ERIN SOROS has published short fiction and non-fiction in international journals and anthologies. Her stories have been produced for the BBC and CBC as winners of the CBC Literary Award and the Commonwealth Short Story Prize. “Surge” was aired on the BBC as a finalist for the BBC National Short Story Award. Morning Is Vertical, a collection of stories with photographs, is forthcoming from Rufus Books. She is at work on her first novel, Hook Tender, set in a 1940s logging camp in the coastal mountains of British Columbia and inspired by the oral and archival history of immigrant and indigenous communities.
STEVE SWENSON grew up in Seattle and started climbing in the nearby Cascade Mountains at age fourteen. He graduated from the University of Washington with a degree in Civil Engineering. He has been climbing for forty-five years with over twenty expeditions to South Asia, including ascents of K2 and Everest without supplementary oxygen. He was part of a team that won the 2012 Piolet d’Or award for the first ascent of Saser Kangri II (7,518 metres). Married with two sons aged twenty-two and thirty-two, he recently retired after thirty-five years of project management, design, policy making, finance, and communications consulting related to water and wastewater infrastructure projects.

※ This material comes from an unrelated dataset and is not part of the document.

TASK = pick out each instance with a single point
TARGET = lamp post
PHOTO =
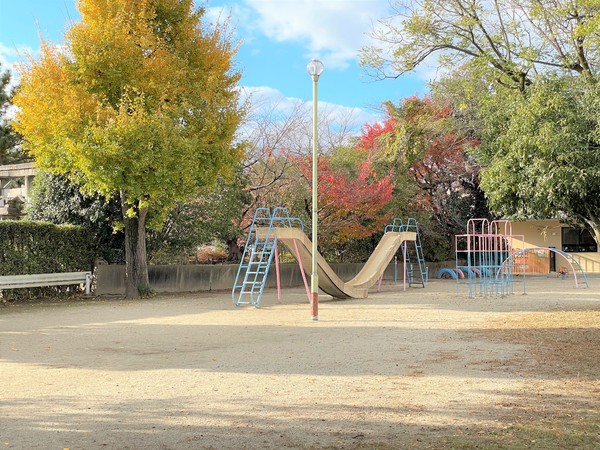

MASA TAKEI is a freelance writer. Publications he’s written for include Canadian Geographic, explore, Western Living, and The Globe and Mail. He also contributed to National Geographic’s guide to Canada’s national parks. He writes primarily about outdoor travel and subcultures. For the project he initiated at The Banff Centre, he scripted and hosted a year-long web series for High Fidelity HDTV (now Blue Ant Media). Masa Off Grid was also made into an hour-long TV documentary for the cable channel radX. His work has been nominated for National Magazine Awards and a Canadian Screen Award. He now lives in a 320-square-foot, off-grid cabin near a decent surf break on Haida Gwaii.
JON TURK received his Ph.D. in chemistry in 1971 and wrote the first environmental science textbook in North America, but he left academia to engage in extreme expeditions in remote parts of the world. Jon’s two-year kayak passage across the North Pacific Rim was named by Paddler Magazine as one of the ten greatest sea kayaking expeditions of all time. His circumnavigation of Ellesmere with Erik Boomer was nominated by National Geographic as one of the top ten adventures of 2011 and awarded “Expedition of the Year” by Canoe and Kayak Magazine. Jon chronicles his journeys and mental and spiritual passages in a trilogy books: Cold Oceans, In the Wake of the Jomon, and The Raven’s Gift.
FREDDIE WILKINSON is a climber from Madison, New Hampshire. He believes that any adventure is only as good as the stories you bring home.